This month's update from local beekeeper Gerald Bushby
What a difference a month makes. My photograph last month showed my apiary still in the grips of winter, snow on the hive roofs and landing boards and the bees tucked away in the hives behind the mouse guards on the entrance. Now spring seems to have sprung. The snow has gone away to be replaced at the end of February by several days of clear blue skies often with warm air drifting up from the continent. Nights have been cold with frosts but during the daytime temperatures have lifted into double figures.
Beekeepers are always keen to see what condition their colonies are in after the winter but, as regular readers will know, we are always cautious not to look into the hives too soon before the temperature has risen to an acceptable level. Curiosity has to be balanced against the possible damage to the queen that a sudden drop in temperature may cause.
In reality it is a little more important than mere curiosity. This can be one of the most dangerous times of years for the bees. If they have survived the winter food will certainly be running low and and a very early warm period will encourage the bees to move into spring mode before nectar and pollen bearing flowers have started to bloom.
A few days ago however the weather was so pleasant that I decided it was time to have a quick look into the hives. It was warm, the sun was shining and bees were emerging from all of the hives in some numbers. This is always the first good sign, some bees had survived the winter in all of the four hives. Even better than that I could see that some of the bees were returning having collected pollen. My photograph this month shows one of the “girls” returning to the hive having collected two loads of bright orange pollen on her back legs. This is usually a sign that the queen has also survived and has started to lay eggs ready for the spring.
Readers will probably remember that I had decided to do things differently last autumn by leaving a super of honey on each hive as additional feed for the bees during the winter. In earlier years I had not done this but had relied on feeding fondant. Many beekeepers feel the bees own honey is more natural and therefore best for the bees. A disadvantage however is that it is much more difficult, and more invasive, to try to monitor whether the honey in the supers runs out during the winter. With the fondant, in a small container just above a cover board on the top of the brood, it is very easy to quickly remove the top of the hive at any time over winter to see if it has run out, without letting much cold air in, and replace it if necessary.
Like most things in live, there is no ideal solution to the winter feeding problem. My inspection found that the honey stores on two of the hives was very low and on the verge of running out but in the other two, the hives has sufficient stores. I was able therefore to remove the near empty supers on two of the hives and replace them with a feeder containing a 1:1 mix of sugar and water. All of the hives should now have sufficient stores to keep them going until the spring flowers emerge.
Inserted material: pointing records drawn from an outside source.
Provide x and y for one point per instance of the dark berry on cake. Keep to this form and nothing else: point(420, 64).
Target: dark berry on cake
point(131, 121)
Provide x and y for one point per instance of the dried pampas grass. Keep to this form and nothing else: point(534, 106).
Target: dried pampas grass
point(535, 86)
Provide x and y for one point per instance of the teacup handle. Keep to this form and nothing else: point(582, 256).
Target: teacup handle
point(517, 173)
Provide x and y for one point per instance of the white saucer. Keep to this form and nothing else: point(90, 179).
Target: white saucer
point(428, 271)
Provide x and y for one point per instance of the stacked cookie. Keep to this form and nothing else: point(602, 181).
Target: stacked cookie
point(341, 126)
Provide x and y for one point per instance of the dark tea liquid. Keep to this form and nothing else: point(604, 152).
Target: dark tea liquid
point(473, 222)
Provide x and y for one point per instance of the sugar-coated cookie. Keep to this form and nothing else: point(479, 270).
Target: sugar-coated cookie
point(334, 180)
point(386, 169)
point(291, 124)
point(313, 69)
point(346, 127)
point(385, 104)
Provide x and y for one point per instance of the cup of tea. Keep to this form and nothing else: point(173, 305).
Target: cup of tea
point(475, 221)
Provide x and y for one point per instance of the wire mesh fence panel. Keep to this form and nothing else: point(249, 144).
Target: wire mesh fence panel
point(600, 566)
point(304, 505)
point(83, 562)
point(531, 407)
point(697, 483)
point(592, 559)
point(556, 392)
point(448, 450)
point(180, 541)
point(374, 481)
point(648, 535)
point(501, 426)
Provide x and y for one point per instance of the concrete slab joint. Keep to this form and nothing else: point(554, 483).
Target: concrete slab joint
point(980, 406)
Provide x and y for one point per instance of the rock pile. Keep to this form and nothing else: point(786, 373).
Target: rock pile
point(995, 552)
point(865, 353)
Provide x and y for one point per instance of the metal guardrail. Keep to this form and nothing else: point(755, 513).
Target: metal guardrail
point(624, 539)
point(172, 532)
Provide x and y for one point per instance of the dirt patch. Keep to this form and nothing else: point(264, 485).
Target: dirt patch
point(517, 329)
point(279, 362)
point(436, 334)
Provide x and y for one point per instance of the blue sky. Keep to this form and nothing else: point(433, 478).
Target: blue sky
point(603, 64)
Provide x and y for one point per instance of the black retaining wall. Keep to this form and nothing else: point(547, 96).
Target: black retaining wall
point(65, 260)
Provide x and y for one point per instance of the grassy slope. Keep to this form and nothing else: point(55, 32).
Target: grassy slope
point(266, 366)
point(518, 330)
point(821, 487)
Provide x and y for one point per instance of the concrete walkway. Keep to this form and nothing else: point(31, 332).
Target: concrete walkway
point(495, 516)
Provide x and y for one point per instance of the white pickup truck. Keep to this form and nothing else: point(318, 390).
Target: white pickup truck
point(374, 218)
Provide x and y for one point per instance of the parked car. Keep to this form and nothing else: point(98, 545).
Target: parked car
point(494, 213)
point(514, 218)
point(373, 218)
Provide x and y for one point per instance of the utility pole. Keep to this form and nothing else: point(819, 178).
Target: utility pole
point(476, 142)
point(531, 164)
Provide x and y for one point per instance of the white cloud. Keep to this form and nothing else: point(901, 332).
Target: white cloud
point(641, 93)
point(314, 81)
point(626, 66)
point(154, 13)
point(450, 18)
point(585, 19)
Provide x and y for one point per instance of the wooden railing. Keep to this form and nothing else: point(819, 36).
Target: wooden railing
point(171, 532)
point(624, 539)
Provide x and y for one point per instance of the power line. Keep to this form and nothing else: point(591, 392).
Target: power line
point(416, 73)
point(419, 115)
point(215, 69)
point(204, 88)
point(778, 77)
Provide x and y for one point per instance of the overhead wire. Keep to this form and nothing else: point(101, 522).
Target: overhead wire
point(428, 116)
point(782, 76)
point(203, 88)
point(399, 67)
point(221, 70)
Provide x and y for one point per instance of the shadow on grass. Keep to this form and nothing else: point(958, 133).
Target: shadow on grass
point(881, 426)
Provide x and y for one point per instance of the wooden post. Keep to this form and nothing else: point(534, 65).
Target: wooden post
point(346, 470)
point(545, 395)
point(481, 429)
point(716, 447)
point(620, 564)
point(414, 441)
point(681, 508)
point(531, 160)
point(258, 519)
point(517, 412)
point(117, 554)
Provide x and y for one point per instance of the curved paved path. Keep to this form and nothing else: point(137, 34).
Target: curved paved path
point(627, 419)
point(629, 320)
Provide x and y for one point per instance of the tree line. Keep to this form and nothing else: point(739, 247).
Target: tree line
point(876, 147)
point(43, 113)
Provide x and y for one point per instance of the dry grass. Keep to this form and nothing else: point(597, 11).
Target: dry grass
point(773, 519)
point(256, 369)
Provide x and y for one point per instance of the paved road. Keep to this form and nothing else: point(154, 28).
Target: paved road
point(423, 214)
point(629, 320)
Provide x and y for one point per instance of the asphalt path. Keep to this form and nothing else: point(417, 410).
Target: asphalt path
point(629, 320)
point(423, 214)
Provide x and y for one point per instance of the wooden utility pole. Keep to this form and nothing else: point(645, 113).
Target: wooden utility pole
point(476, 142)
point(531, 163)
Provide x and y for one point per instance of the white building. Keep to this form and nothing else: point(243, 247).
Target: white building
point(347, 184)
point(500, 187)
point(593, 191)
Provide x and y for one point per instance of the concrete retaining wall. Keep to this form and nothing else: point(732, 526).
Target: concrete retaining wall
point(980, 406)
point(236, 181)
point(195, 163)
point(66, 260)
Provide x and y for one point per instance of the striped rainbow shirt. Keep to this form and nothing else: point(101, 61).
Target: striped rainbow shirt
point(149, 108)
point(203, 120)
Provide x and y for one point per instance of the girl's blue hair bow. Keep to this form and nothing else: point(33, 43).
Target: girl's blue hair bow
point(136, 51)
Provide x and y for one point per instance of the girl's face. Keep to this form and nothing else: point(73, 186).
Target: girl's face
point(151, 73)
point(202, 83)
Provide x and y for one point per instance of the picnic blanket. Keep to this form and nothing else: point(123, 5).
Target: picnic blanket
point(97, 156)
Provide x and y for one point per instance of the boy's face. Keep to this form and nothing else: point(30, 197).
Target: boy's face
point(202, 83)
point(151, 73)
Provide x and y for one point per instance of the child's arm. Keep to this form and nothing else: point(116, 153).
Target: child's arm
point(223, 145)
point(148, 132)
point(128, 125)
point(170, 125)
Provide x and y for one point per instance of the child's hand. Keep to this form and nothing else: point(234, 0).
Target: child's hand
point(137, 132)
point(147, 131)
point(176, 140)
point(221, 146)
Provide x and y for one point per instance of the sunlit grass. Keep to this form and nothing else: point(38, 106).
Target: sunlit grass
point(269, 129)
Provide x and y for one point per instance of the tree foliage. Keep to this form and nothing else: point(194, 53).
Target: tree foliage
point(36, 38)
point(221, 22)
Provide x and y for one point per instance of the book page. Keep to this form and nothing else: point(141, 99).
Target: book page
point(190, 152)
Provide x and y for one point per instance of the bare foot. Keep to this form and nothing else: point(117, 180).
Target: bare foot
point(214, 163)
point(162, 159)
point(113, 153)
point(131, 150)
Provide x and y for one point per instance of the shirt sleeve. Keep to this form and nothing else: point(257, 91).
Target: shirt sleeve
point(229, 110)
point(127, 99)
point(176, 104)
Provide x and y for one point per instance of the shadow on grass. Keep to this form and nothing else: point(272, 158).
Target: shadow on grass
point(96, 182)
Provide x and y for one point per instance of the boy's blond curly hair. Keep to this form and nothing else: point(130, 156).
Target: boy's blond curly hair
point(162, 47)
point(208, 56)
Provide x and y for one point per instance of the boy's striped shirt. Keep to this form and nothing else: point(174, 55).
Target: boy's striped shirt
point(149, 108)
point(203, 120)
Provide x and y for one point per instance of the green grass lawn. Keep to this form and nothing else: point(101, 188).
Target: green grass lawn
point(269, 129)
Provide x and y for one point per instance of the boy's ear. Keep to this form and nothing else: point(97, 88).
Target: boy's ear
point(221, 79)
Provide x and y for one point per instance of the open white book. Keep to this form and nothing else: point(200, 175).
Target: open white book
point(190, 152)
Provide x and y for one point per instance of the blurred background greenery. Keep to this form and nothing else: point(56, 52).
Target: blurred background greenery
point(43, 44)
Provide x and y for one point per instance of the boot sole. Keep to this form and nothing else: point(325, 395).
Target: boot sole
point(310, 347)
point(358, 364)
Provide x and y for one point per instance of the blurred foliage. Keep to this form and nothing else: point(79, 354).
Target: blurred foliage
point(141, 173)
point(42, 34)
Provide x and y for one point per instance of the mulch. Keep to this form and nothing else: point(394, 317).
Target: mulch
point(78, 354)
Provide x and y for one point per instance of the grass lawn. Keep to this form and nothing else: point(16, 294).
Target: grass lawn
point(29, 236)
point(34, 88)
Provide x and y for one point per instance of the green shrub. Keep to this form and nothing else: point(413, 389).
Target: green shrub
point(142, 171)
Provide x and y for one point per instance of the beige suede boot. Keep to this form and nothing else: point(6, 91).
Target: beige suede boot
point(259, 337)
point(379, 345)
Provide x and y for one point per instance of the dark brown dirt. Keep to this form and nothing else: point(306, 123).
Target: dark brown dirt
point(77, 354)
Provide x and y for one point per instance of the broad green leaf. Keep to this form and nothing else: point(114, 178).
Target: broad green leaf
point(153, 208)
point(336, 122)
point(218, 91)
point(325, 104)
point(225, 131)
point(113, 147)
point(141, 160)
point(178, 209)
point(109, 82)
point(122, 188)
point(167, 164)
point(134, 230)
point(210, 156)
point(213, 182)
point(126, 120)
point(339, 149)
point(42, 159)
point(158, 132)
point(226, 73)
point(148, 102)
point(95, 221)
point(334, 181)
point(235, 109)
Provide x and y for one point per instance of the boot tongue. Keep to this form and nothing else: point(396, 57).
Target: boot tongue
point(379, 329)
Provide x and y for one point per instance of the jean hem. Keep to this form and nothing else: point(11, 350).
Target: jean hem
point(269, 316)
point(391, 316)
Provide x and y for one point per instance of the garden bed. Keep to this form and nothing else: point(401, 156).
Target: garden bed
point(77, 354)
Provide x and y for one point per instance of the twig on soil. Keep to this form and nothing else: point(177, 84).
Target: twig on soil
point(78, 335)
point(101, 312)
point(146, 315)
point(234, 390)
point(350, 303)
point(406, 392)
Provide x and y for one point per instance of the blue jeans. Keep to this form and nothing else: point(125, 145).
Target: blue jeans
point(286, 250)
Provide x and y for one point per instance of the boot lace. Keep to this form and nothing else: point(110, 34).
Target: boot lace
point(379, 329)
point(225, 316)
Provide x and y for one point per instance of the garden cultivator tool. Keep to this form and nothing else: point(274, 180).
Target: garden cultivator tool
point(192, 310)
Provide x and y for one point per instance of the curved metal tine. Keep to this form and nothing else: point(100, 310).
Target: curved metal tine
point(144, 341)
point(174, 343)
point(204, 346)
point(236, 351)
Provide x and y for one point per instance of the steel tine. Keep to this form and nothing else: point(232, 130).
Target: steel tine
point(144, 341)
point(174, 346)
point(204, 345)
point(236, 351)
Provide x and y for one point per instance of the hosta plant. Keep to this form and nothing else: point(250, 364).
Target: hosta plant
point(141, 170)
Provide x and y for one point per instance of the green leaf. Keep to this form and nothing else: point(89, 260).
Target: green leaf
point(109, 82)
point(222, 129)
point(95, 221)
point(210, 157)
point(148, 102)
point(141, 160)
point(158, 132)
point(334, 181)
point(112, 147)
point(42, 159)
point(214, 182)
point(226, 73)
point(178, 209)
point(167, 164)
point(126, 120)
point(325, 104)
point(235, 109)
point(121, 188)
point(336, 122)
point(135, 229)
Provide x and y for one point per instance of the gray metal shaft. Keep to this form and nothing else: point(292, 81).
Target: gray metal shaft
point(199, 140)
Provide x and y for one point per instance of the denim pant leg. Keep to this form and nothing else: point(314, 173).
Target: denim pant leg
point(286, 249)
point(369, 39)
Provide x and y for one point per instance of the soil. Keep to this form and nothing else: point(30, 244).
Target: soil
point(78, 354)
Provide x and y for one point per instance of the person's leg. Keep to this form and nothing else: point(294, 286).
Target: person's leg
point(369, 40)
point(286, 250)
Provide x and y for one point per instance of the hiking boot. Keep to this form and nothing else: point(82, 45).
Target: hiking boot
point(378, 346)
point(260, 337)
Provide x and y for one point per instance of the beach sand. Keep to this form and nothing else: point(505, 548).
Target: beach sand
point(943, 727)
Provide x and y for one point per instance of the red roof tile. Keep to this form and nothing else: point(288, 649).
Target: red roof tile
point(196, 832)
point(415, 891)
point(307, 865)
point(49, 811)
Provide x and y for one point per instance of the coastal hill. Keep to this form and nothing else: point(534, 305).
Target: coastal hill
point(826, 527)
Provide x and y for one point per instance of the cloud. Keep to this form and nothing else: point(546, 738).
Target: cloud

I have removed the mouse guards from the hive entrances but it is still too early to look into the body of the hive and check on the queens.
All in all however, it’s a good news month. Spring is my favourite time of year in any case, but especially this year. I have had my first corona virus inoculation, I have had my regular 8 week bee immunotherapy inoculation, the sun is shining, the birds are singing, the flowers are budding and the bees are buzzing. Another beekeeping season has started.